On the other hand, the city center lights up yellow-orange, where adding an additional room to a 100 sqm house could add as much as 40 thousand euros to its listing price. This could be for many reasons, but I think it might be due to tourism. This part of town is where every visitor wants to go, and finding places to put all those people is expensive. Maybe it’s good to be able to fit lots of people in a small space?

After accounting for the number of rooms, and the value of an added square meter of space, the intercept is what we add to the end to get our total listing price. When it is positive, we can assume that any size house will be worth something to a prospective buyer. Conversely, a negative intercept implies that the price/sqm and rooms must offset enough to make up for it.
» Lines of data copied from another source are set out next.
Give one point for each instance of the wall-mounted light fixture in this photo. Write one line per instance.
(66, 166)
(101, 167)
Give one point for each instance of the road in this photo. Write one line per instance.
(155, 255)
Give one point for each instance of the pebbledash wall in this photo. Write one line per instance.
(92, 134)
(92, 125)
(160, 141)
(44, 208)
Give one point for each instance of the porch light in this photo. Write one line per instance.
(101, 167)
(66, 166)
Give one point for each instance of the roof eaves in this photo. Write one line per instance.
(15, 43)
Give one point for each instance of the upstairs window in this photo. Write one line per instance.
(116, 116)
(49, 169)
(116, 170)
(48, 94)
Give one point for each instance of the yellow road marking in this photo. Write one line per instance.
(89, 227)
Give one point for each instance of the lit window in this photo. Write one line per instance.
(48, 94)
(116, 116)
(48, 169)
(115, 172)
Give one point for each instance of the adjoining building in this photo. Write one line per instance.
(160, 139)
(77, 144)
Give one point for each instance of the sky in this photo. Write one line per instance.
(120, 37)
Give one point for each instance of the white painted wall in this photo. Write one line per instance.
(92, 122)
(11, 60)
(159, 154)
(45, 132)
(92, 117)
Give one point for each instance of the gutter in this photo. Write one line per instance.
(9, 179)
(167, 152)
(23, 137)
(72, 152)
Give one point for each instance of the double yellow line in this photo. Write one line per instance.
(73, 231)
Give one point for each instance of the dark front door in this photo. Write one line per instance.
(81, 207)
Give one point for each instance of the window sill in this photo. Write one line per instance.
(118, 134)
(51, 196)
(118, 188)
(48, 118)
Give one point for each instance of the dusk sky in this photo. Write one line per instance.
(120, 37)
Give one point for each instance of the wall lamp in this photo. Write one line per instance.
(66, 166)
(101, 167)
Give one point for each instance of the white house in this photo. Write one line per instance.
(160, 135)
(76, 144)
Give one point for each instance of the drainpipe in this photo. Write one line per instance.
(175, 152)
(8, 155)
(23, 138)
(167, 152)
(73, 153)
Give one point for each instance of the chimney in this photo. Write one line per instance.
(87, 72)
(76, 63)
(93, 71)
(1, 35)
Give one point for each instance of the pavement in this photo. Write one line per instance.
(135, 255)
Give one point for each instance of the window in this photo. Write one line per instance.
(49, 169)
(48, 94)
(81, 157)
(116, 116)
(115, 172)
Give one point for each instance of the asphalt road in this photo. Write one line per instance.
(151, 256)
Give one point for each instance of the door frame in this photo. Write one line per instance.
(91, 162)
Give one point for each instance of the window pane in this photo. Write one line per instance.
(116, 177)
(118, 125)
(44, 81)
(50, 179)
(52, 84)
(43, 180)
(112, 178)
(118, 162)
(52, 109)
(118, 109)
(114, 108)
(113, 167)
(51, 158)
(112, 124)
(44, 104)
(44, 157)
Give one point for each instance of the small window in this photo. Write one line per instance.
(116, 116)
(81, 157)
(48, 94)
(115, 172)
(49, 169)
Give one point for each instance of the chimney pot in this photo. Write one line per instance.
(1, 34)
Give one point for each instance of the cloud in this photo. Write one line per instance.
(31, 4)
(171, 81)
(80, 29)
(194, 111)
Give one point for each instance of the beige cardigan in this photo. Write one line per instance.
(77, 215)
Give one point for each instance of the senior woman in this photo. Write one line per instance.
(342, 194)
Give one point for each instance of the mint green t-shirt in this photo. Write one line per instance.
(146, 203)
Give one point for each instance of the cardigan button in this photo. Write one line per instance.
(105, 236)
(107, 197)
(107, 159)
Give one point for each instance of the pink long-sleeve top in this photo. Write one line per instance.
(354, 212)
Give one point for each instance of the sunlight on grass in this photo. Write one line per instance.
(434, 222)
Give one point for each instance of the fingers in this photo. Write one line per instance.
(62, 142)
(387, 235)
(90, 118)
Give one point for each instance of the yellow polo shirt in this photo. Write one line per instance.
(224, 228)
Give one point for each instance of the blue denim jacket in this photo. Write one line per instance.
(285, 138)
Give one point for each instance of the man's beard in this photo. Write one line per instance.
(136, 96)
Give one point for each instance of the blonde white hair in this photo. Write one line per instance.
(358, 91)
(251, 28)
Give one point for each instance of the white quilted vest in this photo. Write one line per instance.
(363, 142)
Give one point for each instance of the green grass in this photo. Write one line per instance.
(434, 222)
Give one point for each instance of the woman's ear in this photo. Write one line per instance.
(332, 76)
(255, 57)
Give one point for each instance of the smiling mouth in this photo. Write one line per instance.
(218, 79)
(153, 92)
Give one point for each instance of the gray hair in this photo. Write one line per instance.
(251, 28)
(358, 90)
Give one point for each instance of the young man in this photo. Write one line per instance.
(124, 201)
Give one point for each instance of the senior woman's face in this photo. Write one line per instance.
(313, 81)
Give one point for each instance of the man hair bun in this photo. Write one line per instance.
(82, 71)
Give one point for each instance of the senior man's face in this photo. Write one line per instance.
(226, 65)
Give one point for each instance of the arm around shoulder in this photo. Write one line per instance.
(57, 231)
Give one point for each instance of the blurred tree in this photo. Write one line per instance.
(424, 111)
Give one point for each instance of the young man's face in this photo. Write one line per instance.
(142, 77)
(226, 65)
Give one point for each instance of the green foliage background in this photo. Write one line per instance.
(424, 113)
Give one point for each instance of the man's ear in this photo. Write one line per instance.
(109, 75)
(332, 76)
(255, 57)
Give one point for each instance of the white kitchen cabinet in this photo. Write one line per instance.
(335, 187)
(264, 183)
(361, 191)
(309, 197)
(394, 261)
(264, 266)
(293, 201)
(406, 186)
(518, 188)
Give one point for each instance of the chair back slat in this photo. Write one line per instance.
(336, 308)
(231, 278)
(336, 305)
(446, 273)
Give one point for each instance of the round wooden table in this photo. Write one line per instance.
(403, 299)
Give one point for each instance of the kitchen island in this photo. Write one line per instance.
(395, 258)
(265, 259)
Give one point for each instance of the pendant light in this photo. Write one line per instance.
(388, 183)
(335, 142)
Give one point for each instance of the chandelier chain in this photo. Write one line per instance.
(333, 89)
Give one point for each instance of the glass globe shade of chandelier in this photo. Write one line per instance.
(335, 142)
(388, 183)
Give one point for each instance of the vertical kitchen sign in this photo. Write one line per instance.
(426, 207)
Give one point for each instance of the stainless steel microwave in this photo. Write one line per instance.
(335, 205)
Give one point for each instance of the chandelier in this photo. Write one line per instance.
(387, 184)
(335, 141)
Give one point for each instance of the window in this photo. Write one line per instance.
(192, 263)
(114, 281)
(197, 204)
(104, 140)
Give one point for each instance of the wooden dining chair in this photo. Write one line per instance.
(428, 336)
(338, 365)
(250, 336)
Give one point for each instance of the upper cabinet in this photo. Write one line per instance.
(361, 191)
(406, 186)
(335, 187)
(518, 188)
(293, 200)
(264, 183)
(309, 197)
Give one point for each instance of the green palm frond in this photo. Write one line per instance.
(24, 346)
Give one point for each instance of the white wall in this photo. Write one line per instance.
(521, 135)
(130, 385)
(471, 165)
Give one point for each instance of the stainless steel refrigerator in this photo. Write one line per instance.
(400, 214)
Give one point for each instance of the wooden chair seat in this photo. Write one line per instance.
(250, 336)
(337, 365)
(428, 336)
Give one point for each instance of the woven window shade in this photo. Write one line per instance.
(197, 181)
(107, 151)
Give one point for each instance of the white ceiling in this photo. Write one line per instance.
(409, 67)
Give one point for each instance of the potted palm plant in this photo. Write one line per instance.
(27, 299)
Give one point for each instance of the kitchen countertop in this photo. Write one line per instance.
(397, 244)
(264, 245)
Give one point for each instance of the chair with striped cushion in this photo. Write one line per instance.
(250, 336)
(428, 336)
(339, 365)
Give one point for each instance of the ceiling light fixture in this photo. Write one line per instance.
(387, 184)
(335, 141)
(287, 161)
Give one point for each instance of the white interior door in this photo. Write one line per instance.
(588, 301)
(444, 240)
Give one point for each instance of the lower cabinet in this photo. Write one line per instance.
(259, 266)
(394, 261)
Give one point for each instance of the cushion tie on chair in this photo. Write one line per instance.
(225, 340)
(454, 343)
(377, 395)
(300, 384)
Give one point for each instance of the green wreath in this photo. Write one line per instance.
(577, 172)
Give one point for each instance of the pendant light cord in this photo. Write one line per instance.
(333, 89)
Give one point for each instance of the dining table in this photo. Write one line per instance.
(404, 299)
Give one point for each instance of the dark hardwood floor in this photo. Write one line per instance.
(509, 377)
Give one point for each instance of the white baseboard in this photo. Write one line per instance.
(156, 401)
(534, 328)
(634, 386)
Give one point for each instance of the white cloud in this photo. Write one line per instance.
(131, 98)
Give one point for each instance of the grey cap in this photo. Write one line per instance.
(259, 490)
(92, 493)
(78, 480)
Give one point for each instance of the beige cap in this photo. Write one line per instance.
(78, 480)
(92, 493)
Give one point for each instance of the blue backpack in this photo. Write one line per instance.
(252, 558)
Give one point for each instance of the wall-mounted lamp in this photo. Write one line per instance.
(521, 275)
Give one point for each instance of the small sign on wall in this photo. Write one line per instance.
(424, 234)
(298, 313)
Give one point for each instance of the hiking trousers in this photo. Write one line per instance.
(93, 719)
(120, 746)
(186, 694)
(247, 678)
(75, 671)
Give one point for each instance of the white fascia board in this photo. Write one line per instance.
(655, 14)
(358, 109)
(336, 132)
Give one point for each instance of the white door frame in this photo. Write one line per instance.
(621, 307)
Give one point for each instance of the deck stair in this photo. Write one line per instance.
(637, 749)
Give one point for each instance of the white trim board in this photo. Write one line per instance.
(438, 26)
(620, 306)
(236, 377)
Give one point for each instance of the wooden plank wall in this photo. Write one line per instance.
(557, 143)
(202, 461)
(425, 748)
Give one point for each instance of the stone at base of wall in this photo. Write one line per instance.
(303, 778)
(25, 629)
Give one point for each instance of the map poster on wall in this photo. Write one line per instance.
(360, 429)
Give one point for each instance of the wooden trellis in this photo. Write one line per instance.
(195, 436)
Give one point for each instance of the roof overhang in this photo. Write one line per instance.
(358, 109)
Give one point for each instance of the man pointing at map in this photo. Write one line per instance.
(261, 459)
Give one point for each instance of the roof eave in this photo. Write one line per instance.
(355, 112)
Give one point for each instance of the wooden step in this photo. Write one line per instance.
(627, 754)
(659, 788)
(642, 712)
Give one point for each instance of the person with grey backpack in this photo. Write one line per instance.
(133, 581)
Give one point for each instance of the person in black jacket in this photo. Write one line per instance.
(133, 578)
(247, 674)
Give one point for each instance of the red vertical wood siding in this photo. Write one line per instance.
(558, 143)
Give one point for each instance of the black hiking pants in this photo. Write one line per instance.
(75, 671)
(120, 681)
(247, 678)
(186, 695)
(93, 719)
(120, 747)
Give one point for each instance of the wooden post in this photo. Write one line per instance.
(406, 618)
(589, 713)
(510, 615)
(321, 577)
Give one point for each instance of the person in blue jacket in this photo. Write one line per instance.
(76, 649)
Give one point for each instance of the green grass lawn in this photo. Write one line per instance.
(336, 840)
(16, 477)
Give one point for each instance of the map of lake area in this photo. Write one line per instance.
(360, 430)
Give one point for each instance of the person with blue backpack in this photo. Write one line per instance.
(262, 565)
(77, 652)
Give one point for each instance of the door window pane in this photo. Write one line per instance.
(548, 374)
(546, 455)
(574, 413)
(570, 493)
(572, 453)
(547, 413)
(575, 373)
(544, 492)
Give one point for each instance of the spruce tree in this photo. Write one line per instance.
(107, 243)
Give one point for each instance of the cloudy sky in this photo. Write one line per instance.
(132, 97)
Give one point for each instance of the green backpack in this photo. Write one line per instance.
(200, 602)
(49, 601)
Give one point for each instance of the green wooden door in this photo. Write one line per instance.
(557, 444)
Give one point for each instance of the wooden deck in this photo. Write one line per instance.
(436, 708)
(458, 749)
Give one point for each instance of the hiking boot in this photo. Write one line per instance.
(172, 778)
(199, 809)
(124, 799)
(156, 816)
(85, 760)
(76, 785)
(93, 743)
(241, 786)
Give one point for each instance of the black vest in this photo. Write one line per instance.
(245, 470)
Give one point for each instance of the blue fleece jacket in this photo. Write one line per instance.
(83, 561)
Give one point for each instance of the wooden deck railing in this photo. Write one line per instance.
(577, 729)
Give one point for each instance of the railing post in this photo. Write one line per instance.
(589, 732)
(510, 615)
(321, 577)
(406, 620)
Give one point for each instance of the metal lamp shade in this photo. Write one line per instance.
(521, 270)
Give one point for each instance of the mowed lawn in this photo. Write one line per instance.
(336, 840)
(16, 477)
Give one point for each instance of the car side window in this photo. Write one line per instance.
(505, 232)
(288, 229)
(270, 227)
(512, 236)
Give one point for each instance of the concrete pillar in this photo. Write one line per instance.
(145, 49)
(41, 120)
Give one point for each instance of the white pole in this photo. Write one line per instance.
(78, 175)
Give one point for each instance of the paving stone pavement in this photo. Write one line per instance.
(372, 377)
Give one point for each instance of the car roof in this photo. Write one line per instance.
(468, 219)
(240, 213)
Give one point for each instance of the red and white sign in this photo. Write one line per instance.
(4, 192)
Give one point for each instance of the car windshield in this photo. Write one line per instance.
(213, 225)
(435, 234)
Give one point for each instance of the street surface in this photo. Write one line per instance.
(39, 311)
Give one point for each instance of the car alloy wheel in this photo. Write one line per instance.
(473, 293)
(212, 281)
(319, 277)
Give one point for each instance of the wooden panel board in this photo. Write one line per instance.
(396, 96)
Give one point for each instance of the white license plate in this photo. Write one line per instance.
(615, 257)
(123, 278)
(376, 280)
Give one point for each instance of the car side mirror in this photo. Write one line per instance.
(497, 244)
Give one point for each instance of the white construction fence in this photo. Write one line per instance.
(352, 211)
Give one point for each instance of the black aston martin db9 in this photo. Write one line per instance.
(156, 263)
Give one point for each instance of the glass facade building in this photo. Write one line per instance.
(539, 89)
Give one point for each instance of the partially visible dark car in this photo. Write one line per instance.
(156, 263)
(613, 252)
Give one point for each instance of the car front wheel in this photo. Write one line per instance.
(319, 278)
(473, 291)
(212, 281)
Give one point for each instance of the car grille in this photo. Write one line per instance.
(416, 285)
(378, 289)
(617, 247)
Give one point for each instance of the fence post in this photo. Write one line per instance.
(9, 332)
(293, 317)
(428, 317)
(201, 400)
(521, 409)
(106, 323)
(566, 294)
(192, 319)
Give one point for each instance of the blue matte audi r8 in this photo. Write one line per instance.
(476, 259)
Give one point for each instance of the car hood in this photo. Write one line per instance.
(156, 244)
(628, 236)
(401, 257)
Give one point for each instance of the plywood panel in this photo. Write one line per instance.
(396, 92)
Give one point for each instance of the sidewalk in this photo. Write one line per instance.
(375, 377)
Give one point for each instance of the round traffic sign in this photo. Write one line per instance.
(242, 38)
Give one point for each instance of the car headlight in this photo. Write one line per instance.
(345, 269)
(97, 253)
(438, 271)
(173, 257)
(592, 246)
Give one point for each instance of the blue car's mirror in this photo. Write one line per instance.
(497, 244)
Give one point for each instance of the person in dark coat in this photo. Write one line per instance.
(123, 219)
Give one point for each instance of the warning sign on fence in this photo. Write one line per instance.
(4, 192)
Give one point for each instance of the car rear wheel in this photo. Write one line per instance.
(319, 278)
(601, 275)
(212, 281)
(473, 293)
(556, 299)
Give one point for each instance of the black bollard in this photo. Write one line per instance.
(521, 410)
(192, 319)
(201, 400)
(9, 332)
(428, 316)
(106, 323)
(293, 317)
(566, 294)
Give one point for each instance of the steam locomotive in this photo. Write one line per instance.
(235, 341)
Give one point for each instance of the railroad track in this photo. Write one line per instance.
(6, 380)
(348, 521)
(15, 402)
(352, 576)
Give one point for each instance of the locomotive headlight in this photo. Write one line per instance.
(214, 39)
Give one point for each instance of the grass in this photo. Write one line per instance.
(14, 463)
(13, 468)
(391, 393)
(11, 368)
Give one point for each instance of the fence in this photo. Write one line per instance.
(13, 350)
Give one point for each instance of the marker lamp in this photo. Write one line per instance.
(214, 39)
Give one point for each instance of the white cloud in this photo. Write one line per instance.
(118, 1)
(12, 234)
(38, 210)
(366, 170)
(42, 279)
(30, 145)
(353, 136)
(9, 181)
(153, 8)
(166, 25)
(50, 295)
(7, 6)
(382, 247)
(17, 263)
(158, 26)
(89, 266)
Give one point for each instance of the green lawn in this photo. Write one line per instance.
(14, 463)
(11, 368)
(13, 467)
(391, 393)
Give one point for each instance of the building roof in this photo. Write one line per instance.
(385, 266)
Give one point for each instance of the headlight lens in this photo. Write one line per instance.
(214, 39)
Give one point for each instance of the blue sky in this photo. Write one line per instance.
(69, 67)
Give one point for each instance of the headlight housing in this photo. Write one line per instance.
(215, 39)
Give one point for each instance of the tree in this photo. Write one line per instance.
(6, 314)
In this case, we see that the fringes of town all have intercepts at or above about 100k euros. This makes up for the fact that the model estimates their value per square meter to be much lower.

On the other hand, the expensive parts of town have negative intercepts. To overcome this, the houses must be larger, and have much higher SQM coefficients. This is consistent with what we see when we plotted the homes earlier.

A note on model performance:

We established a relationship between our different variables in the last post, and have begun to develop a more complete picture of the state of housing in Amsterdam.

We can already illustrate how different neighborhoods can command vastly different prices, and shown that it is a function both of the house’s size, and its geographic location. The mixed-effects models used in this project are useful because they allow flexibility in the way our model approximates reality. By virtue of their design, we can get a tailor-made estimation in each post code, while still building a model that accounts for information we have throughout the city.

To illustrate this, I generated some plots color-coded by the amount of error they generate in their predictions. Recall that the Ordinary Least Squares (OLS) model did not account for any information about a home’s location (post code), and assumed that the importance of size and rooms is uniform throughout the entire city. We know this is a naive assumption, and we can see how poorly the model performs as a result. The Mean Absolute Percentage Error (MAPE) is all over the place, varying from around 10% to more than 130%.

Gray areas indicate zip codes where MAPE exceeds 50%

Clearly the model has learned to base its predictions on the bulk of the homes it sees, which are mostly located towards the city center. This ends up really hurting how reliable its predictions are for houses on the edges of town. Areas not shaded are not represented in our data, so we can’t estimate errors for them.

If, however, we assume that each neighborhood is different, and allow the model to flex a bit, it gets much more confident about its predictions. The resulting improvement in the model is obvious when we plot the errors in the same way as before:

It’s worth mentioning that neither of these models was intended for prediction purposes, nor validated against a holdout set. As such, they are really much better suited for analyzing coefficients, and not making predictions or forecasts. Anyone interested in building such a model should properly cross-validate it against ground-truth. I do, however, think this is an interesting illustration of the flexibility and interpretability of such an approach.

Going Forward:

I’m not quite sure where to go from here. I will certainly continue to search for a home in Amsterdam. I love this city, and the people who live here. The challenge continues to be finding actual sale prices for property here. Until that happens, I might continue by adding some other publicly available data to the models in an attempt to improve performance. ¯\_(ツ)_/¯

For now, I’ve put the bulk of my scraper code in a github repository for anyone curious to try it themselves. It’s ugly, but it works. This post also involved quite a bit of work processing and plotting in R. I will try to get these scripts posted there too, if I can find time to make them more readable.